A lot of focus in mobile circles has been on the "sexy" capabilities of newer smart phones such as the iPhone, Blackberry and Google's new offering. However, let's keep these in perspective. The iPhone has so far captured about 1% of the market. While this is in fact impressive given its recent introduction, it could be another 5 - 7 years before Apple has captured enough of the market for it to make sense to directly seek business from that segment of cell-phone owners via some device-targetted mobile campaign.

Until then, the cold reality is that the vast majority of cell-phone owners are holding a device which is only capable of making calls, sending and receiving SMS messages. That's it. So, focusing efforts exclusively on fancy mobile websites or MMS delivery just doesn't make good financial sense for either the business wanting to engage these prospects or the company wanting to provide content.

Right now, SMS is king. We can deduce from the Obama campaign's successful use of mobile marketing that people do in fact view information delivered via SMS as useful and worthwhile. Not only was timely information delivered, but everyone who signed up and received campaign updates had the Obama brand in their hand. Because it was simple SMS delivery of information, users could forward this to anyone without special software. No cell phone user was excluded by way of technological limitations. The information went viral and was delivered to those who didn't even request it through publicized channels.

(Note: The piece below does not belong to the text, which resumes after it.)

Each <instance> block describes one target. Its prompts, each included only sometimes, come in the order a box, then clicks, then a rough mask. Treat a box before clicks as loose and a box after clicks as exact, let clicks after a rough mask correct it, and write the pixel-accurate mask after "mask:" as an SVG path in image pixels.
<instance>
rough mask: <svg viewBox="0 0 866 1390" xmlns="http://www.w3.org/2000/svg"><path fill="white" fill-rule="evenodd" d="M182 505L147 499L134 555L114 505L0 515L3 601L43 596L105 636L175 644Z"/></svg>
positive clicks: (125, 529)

In the case of the Obama campaign, the value proposition of mobile marketing for the consumer was information. In exchange, the Obama campaign put their brand in millions of hands. The campaign didn't spend its efforts on anything other than information delivery but gained a huge advantage over their competitors during the primary and national election cycles.

So can the small business owner mimick this? Absolutely. The "secret", if there is one, is to offer something of value that can be delivered via SMS. For instance, a job opportunity, specific real-estate listing info, a coupon, etc etc. What value can you offer in exchange for putting your brand in a prospects hand? That is the question you should be asking yourself if you're considering mobile marketing for your business or non-profit.